MmioTrace information for developers and trace analysts.

How mmiotrace works inside

Kernel functions ioremap, ioremap_nocache and iounmap are replaced (for the driver module only) with wrappers to record MMIO areas. In ioremap the pages for the MMIO area are marked as not present, causing access to those addresses generate a page fault. In the page fault handler the mmio-traced addresses are detected and the attempted action recorded. The page is marked present and the page-faulting code is single-stepped to execute the instruction doing MMIO. Then, the page is marked again as not present.

The recording works by calling pre and post functions in mmio.ko before and after the single-stepping. Mmiotrace uses relayfs and debugfs to relay the data to user space.

Unfortunately the legacy ISA address range 0xa0000 - 0x100000 cannot be traced this way because marking those pages as not present crashes the kernel. There can also be machine instructions that are not decoded properly, but so far they have been rare enough.

An Alternative idea

While discussing about x86 instruction emulation, Avi Kivity proposed the following, quote:

  • However there is a simpler (for you) solution: run the driver-to-be-reverse-engineered in a kvm guest, and modify kvm userspace to log accesses to mmio regions. This requires the not-yet-merged pci passthrough support. You can reverse engineer Windows drivers with this as well. Reference: http://lkml.org/lkml/2008/4/5/13

Who would like to take that project?

Usage notes

  • You can inject markers (text lines) into the trace log by echo 'X is running' > /sys/kernel/debug/tracing/trace_marker
  • Only one active CPU is supported, do not use in multiprocessing system. You can disable extra processors/cores during boot time with a kernel argument or runtime via sysFS entries.
  • After tracing, check your kernel log for buffer overrun errors. If you have any, almost certainly some events were lost. You should redo the trace with bigger relay buffers, settable via /sys/kernel/debug/tracing/buffer_size_kb.
  • Low ISA range tracing, experimental: apply 0001-ioremap-do-not-handle-the-low-ISA-range-specially.patch to your kernel, and insmod mmio.ko ISA_trace=1 and let PekkaPaalanen know what happened. If you do not patch your kernel, your machine will crash, if the blob maps the ISA range. This is an untested feature.
  • Old Nvidia driver with 2.6.25 - To build the nvidia driver with 2.6.25 then you need the patches from nvnews, http://www.nvnews.net/vbulletin/showthread.php?t=110088. Another thing is that you will probably see messages like NVRM: bad caching on address XXXXXXX: actual 0x173 != expected 0x17b in dmesg. This didn't happen with 2.6.25-rc6 but it now exists in 2.6.25-rc7 because of commit: http://git.kernel.org/?p=linux/kernel/git/torvalds/linux-2.6.git;a=commit;h=d546b67a940eb42a99f56b86c5cd8d47c8348c2a.

rnndb connection

rnndb is a database definition describing hardware registers and includes a set of tools for using the database. One of the tools is demmio. This tool is designed to parse mmiotraces, detect which chipset is used, adjust all addresses, etc. It will look up all MMIO register accesses in its database and show "friendly" names for them.

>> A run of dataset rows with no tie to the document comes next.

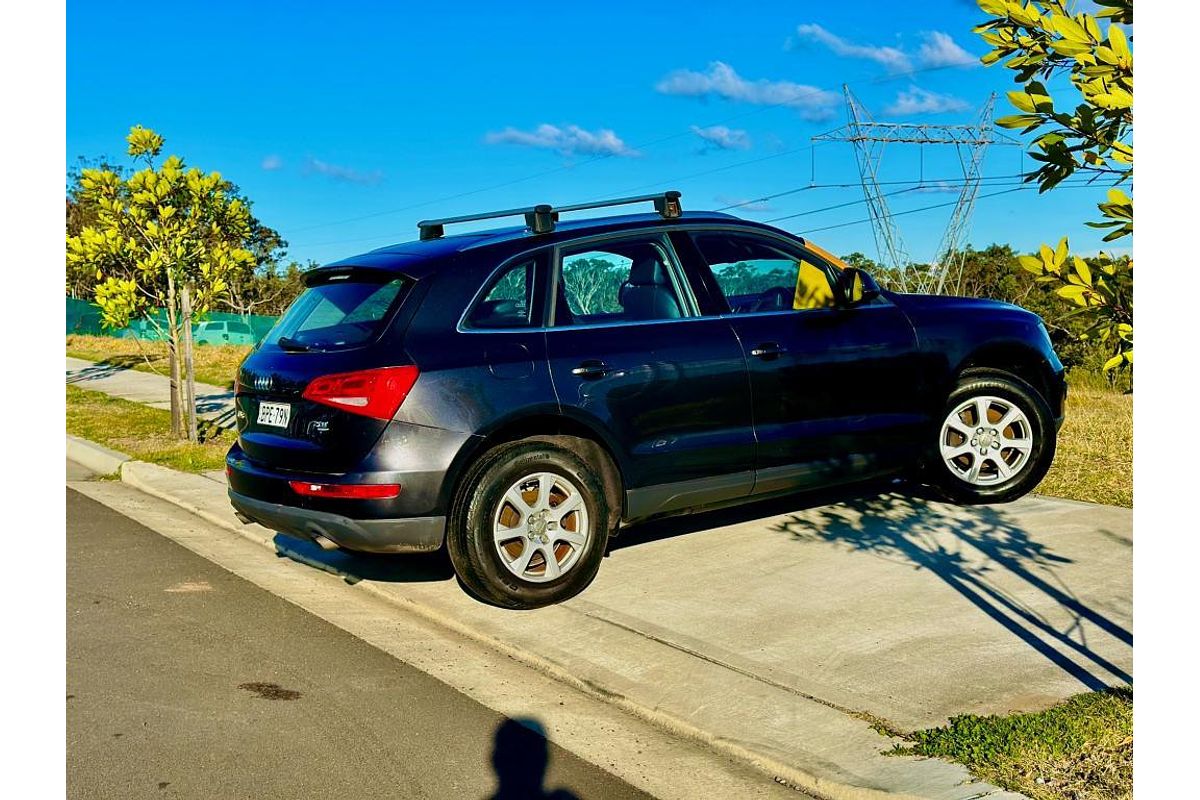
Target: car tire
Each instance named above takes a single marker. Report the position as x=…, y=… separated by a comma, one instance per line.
x=978, y=459
x=531, y=523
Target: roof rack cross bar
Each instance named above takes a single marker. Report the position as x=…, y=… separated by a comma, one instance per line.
x=541, y=218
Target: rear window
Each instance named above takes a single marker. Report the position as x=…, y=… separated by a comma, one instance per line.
x=339, y=313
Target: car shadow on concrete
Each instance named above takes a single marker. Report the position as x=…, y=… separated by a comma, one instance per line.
x=905, y=522
x=353, y=567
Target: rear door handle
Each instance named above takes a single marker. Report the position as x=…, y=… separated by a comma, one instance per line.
x=591, y=368
x=768, y=350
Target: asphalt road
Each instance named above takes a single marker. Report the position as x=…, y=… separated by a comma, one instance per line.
x=187, y=681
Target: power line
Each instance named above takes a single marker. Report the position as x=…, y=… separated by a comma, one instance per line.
x=930, y=208
x=935, y=182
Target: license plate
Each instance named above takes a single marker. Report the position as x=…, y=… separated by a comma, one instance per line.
x=274, y=414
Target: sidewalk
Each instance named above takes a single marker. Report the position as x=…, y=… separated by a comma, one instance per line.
x=211, y=402
x=779, y=633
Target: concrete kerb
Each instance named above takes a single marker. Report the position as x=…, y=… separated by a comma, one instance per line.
x=207, y=499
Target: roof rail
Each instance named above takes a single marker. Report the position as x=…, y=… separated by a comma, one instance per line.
x=541, y=218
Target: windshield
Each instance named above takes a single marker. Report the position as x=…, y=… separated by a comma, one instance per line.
x=339, y=313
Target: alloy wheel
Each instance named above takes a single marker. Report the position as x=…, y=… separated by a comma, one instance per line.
x=540, y=527
x=987, y=440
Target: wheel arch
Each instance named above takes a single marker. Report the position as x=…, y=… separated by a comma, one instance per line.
x=541, y=423
x=1012, y=359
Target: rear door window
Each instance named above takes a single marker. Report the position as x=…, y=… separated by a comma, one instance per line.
x=619, y=282
x=510, y=300
x=339, y=312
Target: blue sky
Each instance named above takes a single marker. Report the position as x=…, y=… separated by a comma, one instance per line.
x=347, y=122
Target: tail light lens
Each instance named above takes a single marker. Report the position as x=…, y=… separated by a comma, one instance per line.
x=370, y=392
x=347, y=491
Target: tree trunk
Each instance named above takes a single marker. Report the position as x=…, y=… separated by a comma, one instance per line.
x=189, y=367
x=177, y=407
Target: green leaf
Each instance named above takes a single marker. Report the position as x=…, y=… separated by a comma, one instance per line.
x=1071, y=29
x=1021, y=101
x=1031, y=264
x=1083, y=270
x=1060, y=254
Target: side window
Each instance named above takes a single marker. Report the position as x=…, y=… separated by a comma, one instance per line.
x=756, y=275
x=509, y=301
x=627, y=281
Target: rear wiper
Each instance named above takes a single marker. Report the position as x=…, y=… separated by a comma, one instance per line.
x=292, y=346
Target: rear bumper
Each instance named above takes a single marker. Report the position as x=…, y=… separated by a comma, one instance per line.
x=402, y=535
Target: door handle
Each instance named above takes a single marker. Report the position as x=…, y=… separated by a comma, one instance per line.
x=591, y=368
x=768, y=350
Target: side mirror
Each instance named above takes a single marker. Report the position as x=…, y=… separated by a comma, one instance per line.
x=856, y=287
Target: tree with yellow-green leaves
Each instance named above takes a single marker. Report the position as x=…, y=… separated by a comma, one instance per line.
x=1041, y=40
x=163, y=236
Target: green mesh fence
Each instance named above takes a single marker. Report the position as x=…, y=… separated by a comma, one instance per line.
x=214, y=328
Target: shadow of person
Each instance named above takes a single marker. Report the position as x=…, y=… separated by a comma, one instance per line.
x=520, y=757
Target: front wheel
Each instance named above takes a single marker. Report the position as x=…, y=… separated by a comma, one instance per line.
x=531, y=524
x=995, y=441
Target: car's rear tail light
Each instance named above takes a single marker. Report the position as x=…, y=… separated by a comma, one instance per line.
x=347, y=491
x=370, y=392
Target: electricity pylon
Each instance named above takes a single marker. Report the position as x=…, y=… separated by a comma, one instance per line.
x=869, y=139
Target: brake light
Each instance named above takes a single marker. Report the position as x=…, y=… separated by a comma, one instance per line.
x=370, y=392
x=347, y=491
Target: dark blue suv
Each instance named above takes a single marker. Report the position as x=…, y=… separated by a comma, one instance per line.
x=520, y=394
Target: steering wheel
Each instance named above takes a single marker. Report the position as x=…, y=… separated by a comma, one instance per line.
x=774, y=299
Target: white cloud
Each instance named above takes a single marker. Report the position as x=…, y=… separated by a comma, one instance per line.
x=894, y=59
x=737, y=205
x=721, y=80
x=941, y=50
x=568, y=140
x=921, y=101
x=723, y=138
x=340, y=173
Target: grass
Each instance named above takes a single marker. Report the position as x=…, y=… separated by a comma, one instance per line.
x=1093, y=463
x=141, y=431
x=1079, y=750
x=1095, y=457
x=214, y=364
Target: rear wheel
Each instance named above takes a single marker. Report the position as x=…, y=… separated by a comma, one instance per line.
x=995, y=441
x=531, y=523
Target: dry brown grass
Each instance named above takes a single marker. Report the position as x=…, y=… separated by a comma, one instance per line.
x=214, y=364
x=142, y=432
x=1079, y=750
x=1095, y=457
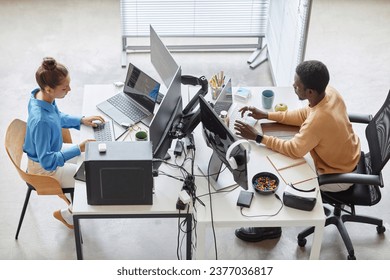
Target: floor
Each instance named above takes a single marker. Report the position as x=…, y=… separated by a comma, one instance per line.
x=350, y=37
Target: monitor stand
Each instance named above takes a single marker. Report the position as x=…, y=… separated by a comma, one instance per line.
x=219, y=180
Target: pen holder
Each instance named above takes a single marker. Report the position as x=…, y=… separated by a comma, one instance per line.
x=215, y=91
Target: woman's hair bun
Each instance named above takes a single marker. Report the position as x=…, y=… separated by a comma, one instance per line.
x=49, y=63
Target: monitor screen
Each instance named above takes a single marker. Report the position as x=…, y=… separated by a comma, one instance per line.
x=225, y=98
x=141, y=87
x=167, y=116
x=219, y=138
x=161, y=58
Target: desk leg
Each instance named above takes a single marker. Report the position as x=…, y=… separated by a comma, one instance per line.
x=189, y=237
x=317, y=240
x=200, y=242
x=77, y=236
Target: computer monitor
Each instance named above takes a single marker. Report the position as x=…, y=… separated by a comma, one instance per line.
x=161, y=58
x=165, y=120
x=219, y=138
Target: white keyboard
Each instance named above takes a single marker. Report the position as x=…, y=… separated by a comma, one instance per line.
x=235, y=115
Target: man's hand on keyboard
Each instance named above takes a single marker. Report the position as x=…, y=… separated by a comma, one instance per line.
x=92, y=120
x=253, y=112
x=245, y=130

To do, suggestions and known issues

  • kprobes has a generic instruction decoding facility, use that instead of homebrewn (or KVM), and use emulation instead of page faulting
  • kmemcheck may grow per-cpu page table support thanks to the PaX team, copy that
  • copy other useful tricks from kmemcheck, like P4 REP issue fix. "< vegard> you need to toggle a bit in IA32_MISC_MSR or something like that" Test Vegard's patch: 0001-x86-fix-REP-handling-for-mmiotrace.patch
  • support large pages
  • complete instruction support: get rid of "unknown type"
  • support tracing access from user space
  • event filtering based on device and BAR, maybe address ranges
  • Changes to the log format:
    • backtraces
    • cpu identifier?
  • PPC support?
  • think about how to trace ISA region; David suggests that commenting out the ISA region checks in arch/i386/mm/ioremap.c would be enough to enable ISA range tracing. Is it really so? Does it break something?